In between the deluge of US political news and views we had a few items worth noting here in the Asian timezone.

Federal Reserve Bank of San Francisco President Mary Daly spoke, sounding a little less dovish than her FOMC colleagues have recently. Daly said "we're not there yet" on price stability and the inflation target.

  • That the Federal Open Market Committee (FOMC) needs to "balance the costs of acting fast and being wrong"
  • That she is not yet convinced it’s a "green light" for a September interest rate cut

Next up was Japanese inflation data for June

  • the 'core-core' rate of inflation in May (core-core is that excluding food and energy, it's the closest to the US measure of core inflation) inched up on the month.

The other two measures came in just above the May figures and all well above the BoJ 2% target.

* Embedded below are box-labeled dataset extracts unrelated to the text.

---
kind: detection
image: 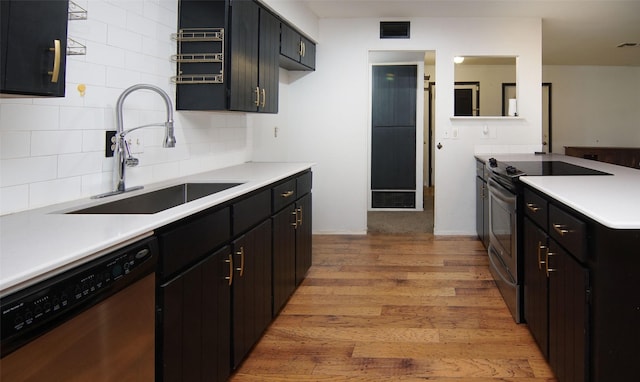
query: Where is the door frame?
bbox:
[367,60,424,211]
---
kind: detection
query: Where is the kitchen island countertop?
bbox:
[476,154,640,229]
[0,162,313,296]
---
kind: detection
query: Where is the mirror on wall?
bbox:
[454,56,518,117]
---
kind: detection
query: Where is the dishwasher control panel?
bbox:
[0,237,158,357]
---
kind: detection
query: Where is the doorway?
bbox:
[370,65,418,209]
[367,51,435,233]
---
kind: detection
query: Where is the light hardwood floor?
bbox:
[231,234,555,382]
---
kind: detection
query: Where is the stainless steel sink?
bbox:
[67,183,242,214]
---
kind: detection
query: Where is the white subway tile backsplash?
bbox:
[85,0,127,27]
[66,59,107,87]
[58,152,103,178]
[0,0,251,214]
[86,43,125,68]
[107,26,142,52]
[151,161,181,182]
[0,131,31,159]
[126,12,156,37]
[60,107,106,130]
[0,156,58,187]
[107,67,142,89]
[0,104,60,131]
[68,19,107,45]
[0,184,29,215]
[31,130,82,156]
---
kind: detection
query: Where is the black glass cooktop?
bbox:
[505,161,611,176]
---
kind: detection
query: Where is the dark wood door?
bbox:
[0,0,69,97]
[231,219,272,369]
[156,246,231,381]
[272,204,296,316]
[523,218,549,358]
[371,65,417,190]
[258,8,280,113]
[296,194,312,285]
[548,239,589,382]
[229,0,260,111]
[453,89,473,117]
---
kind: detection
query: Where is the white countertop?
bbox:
[0,163,312,296]
[476,154,640,229]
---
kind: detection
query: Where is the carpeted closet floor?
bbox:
[367,187,434,233]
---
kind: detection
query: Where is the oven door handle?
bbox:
[489,178,516,207]
[487,246,516,288]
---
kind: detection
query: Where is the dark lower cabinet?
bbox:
[523,200,591,382]
[156,246,231,382]
[523,187,640,382]
[0,0,69,97]
[523,218,549,358]
[272,204,296,316]
[548,239,590,382]
[296,194,312,285]
[231,220,272,369]
[156,171,311,382]
[272,172,312,316]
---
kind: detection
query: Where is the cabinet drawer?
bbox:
[523,188,549,229]
[232,190,271,235]
[296,172,313,199]
[549,204,587,261]
[271,179,297,213]
[159,208,231,279]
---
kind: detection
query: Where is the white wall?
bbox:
[0,0,251,214]
[542,65,640,154]
[252,18,542,235]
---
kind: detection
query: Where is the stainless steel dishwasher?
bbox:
[0,237,158,382]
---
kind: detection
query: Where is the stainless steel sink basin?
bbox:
[67,183,242,214]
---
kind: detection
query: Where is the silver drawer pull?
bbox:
[527,203,542,212]
[552,223,571,236]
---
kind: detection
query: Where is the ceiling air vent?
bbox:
[380,21,411,38]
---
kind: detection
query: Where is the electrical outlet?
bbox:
[104,130,116,158]
[127,131,144,154]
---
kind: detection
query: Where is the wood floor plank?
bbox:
[231,234,555,382]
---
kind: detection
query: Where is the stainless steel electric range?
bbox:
[487,158,610,323]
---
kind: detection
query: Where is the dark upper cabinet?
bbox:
[231,219,272,369]
[176,0,280,113]
[0,0,69,97]
[280,22,316,70]
[229,0,280,113]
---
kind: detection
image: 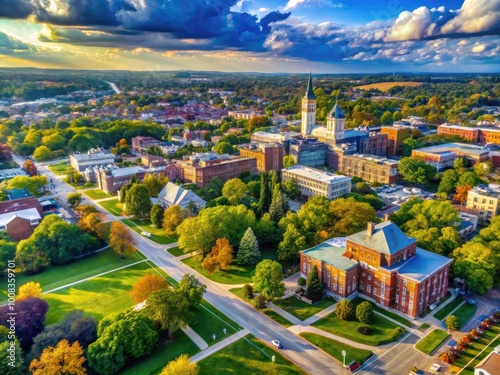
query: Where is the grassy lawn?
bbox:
[122,219,177,245]
[118,329,200,375]
[0,248,145,302]
[273,297,335,320]
[300,332,373,365]
[43,262,160,324]
[313,312,402,346]
[453,303,477,329]
[98,198,123,216]
[434,297,463,320]
[49,161,70,176]
[83,189,111,199]
[198,335,306,375]
[415,329,450,354]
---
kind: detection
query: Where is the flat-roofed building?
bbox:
[411,143,490,171]
[282,165,351,199]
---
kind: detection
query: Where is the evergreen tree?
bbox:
[306,265,324,301]
[236,228,260,264]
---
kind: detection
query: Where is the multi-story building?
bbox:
[411,143,490,171]
[69,148,115,173]
[132,135,161,153]
[282,165,351,199]
[240,143,285,172]
[177,152,257,187]
[300,221,452,317]
[467,184,500,222]
[338,154,399,184]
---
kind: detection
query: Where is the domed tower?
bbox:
[326,101,345,140]
[301,72,316,136]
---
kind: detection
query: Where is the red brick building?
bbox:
[300,221,452,317]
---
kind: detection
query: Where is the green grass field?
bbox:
[300,332,373,365]
[313,312,406,346]
[121,219,177,245]
[98,198,123,216]
[433,297,463,320]
[83,189,111,200]
[415,329,450,354]
[198,335,306,375]
[0,248,145,303]
[273,297,335,320]
[118,330,200,375]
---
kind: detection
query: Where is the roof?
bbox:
[347,221,416,254]
[304,72,316,100]
[301,238,358,271]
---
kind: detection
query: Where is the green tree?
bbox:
[149,204,164,229]
[252,259,285,298]
[356,301,374,324]
[306,265,325,301]
[236,227,260,265]
[335,299,354,320]
[125,184,151,218]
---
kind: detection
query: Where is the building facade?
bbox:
[240,143,285,172]
[282,165,351,199]
[300,221,452,318]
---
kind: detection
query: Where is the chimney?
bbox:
[366,221,375,236]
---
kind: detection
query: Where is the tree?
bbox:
[335,299,354,320]
[130,273,168,303]
[30,340,87,375]
[109,221,135,258]
[356,301,374,324]
[125,184,151,218]
[176,274,207,309]
[160,354,200,375]
[444,315,458,331]
[17,281,42,300]
[252,259,285,298]
[222,178,247,206]
[306,265,325,301]
[163,205,190,235]
[236,227,260,265]
[67,193,82,209]
[149,204,164,229]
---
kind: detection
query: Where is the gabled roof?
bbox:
[347,221,416,254]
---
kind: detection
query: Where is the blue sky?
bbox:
[0,0,500,73]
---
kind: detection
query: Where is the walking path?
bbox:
[189,329,249,362]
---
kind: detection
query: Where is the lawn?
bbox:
[1,248,145,302]
[198,335,306,375]
[273,297,335,320]
[312,312,403,346]
[43,262,160,325]
[415,329,450,355]
[98,198,123,216]
[49,161,70,176]
[434,297,463,320]
[300,332,373,365]
[453,303,477,329]
[118,329,200,375]
[83,189,111,200]
[122,219,177,245]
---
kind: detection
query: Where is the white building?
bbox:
[282,165,351,199]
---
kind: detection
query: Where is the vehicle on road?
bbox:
[271,340,283,349]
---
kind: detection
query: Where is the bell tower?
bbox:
[301,72,316,136]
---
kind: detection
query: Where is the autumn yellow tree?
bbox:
[109,221,135,258]
[160,354,200,375]
[17,281,42,300]
[130,273,168,303]
[30,340,87,375]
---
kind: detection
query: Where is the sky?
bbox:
[0,0,500,73]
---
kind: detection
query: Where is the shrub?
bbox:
[356,301,373,324]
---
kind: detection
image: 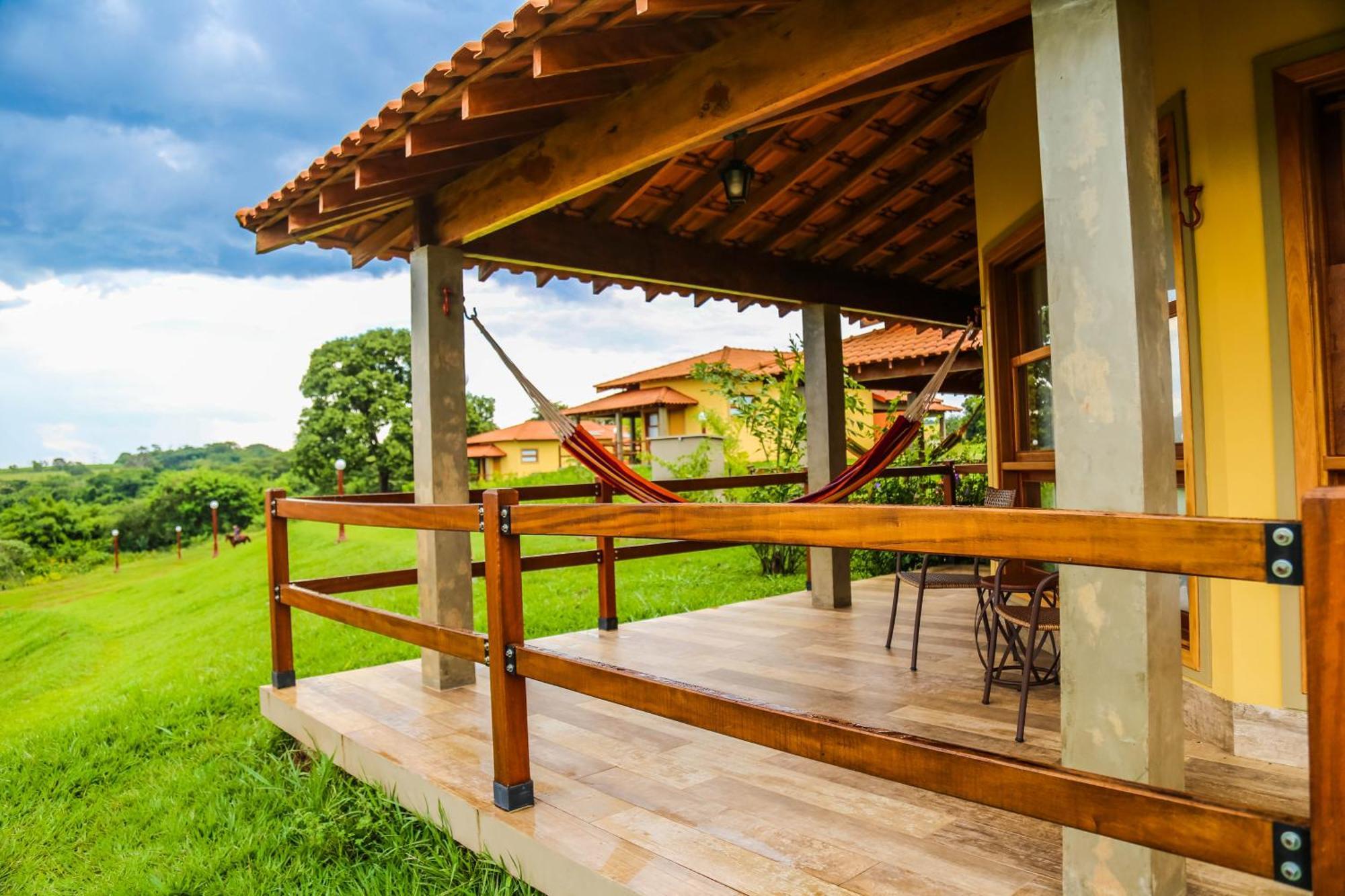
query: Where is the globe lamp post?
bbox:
[336,458,346,545]
[210,501,219,557]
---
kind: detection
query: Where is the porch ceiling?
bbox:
[237,0,1032,323]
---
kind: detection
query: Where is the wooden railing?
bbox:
[260,473,1345,893]
[292,463,986,631]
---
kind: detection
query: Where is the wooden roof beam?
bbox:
[795,104,986,258]
[436,0,1029,245]
[461,60,670,121]
[761,19,1032,125]
[533,19,742,78]
[405,106,572,157]
[463,215,978,325]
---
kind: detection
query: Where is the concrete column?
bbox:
[412,246,476,689]
[1032,0,1185,895]
[803,305,850,608]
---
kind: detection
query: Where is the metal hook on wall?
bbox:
[1177,184,1205,230]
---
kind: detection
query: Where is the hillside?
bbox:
[0,514,802,893]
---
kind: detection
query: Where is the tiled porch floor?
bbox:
[261,577,1307,896]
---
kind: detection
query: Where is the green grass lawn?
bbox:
[0,524,803,893]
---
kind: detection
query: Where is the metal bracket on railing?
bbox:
[1266,522,1303,585]
[1271,822,1313,889]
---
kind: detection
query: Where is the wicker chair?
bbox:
[981,573,1060,744]
[888,489,1018,671]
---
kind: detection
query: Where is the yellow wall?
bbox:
[490,438,572,479]
[975,0,1345,706]
[640,376,873,463]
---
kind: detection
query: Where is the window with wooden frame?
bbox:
[986,97,1201,669]
[1271,50,1345,693]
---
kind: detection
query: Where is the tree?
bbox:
[148,467,262,538]
[293,327,412,491]
[691,339,861,576]
[467,393,495,436]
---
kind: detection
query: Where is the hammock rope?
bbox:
[467,308,971,505]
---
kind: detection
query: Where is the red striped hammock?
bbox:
[467,311,971,505]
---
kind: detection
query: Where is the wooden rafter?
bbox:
[589,156,681,222]
[884,206,976,272]
[317,172,449,214]
[795,112,985,258]
[650,130,775,230]
[350,208,416,268]
[533,19,744,78]
[461,60,670,121]
[437,0,1028,245]
[354,140,514,192]
[463,214,976,325]
[837,171,972,268]
[250,0,612,230]
[635,0,798,16]
[404,106,568,157]
[701,98,888,242]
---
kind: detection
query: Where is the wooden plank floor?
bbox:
[261,577,1307,896]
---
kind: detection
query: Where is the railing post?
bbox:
[482,489,533,811]
[266,489,295,688]
[1297,487,1345,892]
[594,482,616,631]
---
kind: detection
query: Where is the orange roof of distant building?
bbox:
[564,386,695,417]
[841,323,981,366]
[467,419,612,444]
[593,345,775,390]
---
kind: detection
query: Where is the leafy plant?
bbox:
[691,339,863,576]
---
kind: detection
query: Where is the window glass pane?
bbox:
[1018,355,1056,451]
[1018,262,1050,352]
[1167,317,1185,444]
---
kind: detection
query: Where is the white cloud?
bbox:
[0,268,861,463]
[38,422,104,463]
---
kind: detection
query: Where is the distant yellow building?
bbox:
[565,323,981,463]
[467,419,615,481]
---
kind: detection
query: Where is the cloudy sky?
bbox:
[0,0,839,466]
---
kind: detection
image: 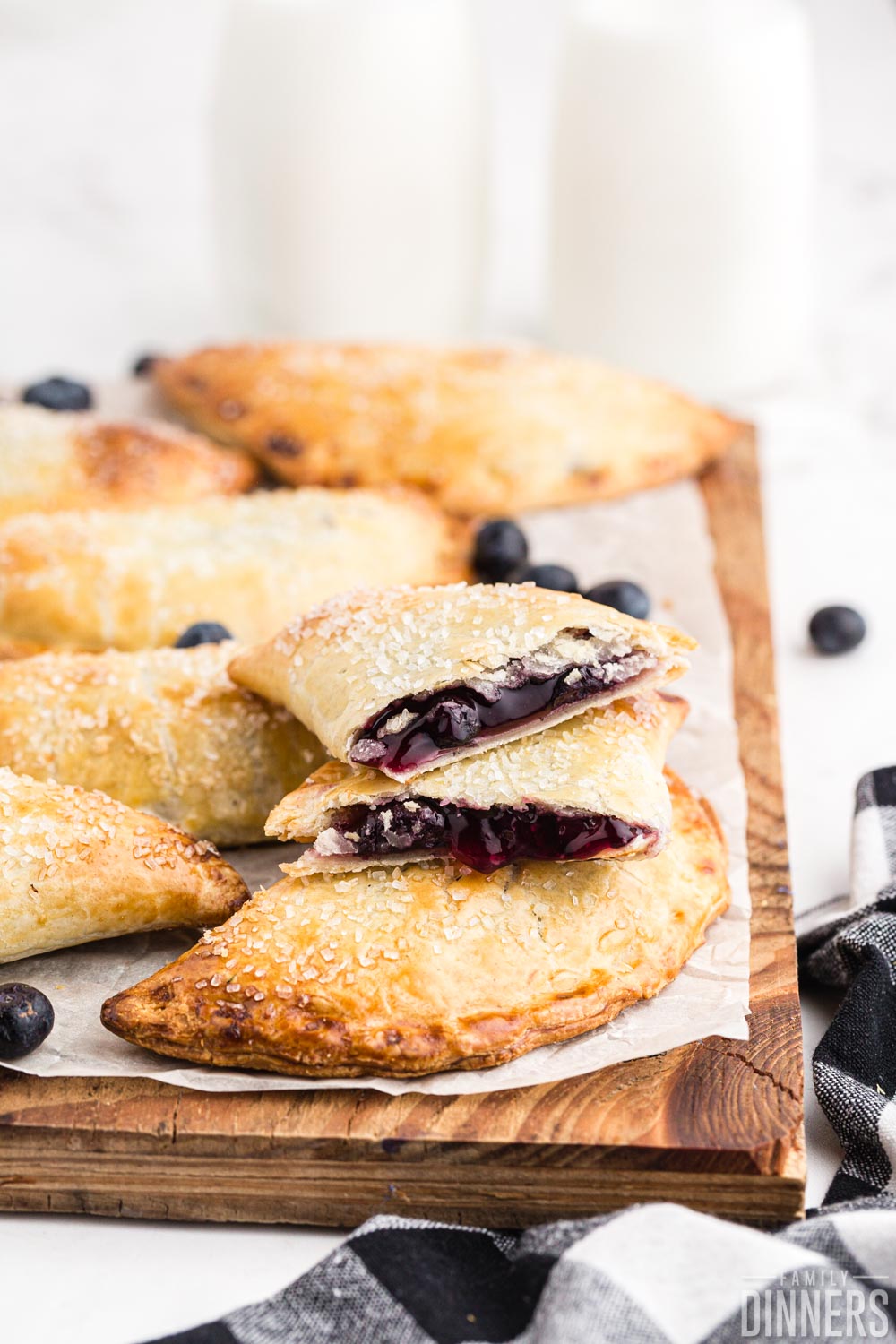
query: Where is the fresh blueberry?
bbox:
[584,580,650,621]
[130,355,159,378]
[175,621,234,650]
[473,518,530,583]
[0,983,54,1059]
[809,607,866,653]
[22,378,92,411]
[521,564,579,593]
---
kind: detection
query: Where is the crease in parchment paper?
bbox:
[5,470,750,1096]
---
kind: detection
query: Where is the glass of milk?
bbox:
[213,0,485,341]
[549,0,813,397]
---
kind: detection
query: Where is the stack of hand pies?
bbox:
[103,583,728,1077]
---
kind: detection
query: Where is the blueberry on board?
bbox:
[130,355,159,378]
[473,518,530,583]
[809,607,866,653]
[0,983,54,1059]
[522,564,579,593]
[584,580,650,621]
[22,378,92,411]
[175,621,234,650]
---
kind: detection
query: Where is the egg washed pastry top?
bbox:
[0,489,466,650]
[0,644,326,846]
[153,343,742,516]
[267,695,688,873]
[0,405,259,521]
[229,583,694,780]
[0,768,248,962]
[102,777,729,1078]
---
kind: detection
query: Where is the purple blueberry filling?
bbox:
[326,798,647,873]
[350,650,658,774]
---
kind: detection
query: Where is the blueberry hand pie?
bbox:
[153,343,740,516]
[102,777,729,1078]
[229,583,694,780]
[0,768,248,962]
[0,644,326,846]
[267,695,688,873]
[0,405,259,521]
[0,489,466,650]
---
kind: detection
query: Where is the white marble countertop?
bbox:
[0,0,896,1344]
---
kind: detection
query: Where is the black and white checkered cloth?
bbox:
[147,768,896,1344]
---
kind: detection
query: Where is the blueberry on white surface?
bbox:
[521,564,579,593]
[175,621,234,650]
[809,607,866,653]
[130,355,159,378]
[473,518,530,583]
[584,580,650,621]
[22,378,92,411]
[0,981,54,1061]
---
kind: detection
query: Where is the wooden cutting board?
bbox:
[0,433,805,1228]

I posted early in the session a reminder that the Bank of Japan is dissatisfied with the nature of the inflation in Japan. Higher inflation, says the BoJ, is mainly due to 'cost-push' inflation pressure from rising input prices and the weak yen. The BoJ want 'demand-pull' inflation from consumers increasing spending after wage rises. Japanese Prime Minister Kishida popped up in the news later in the session alluding to this, saying the government must be vigilant about the impact of rising prices, driven in part by the weak yen, on the economy moving to achieve domestic-demand driven recovery. It’s a difficult time for Japanese authorities. They’d like to keep progressing towards policy normalisation but tightening monetary policy risks endangering the precarious economic recovery.

From China today we had a news conference on the Third Plenum outcome, Chinese Communist Party officals made positive comments about economic reform but details were extremely thin. We’ll get more on these in the weeks and months ahead I suspect.

There was news out of Tel Aviv, Israel, where an explosion occurred due to a drone attack. A person was killed and others injured.

Major FX traded in small ranges only, characterised by a USD inching higher. Gold fell. Oil fell but has recovered.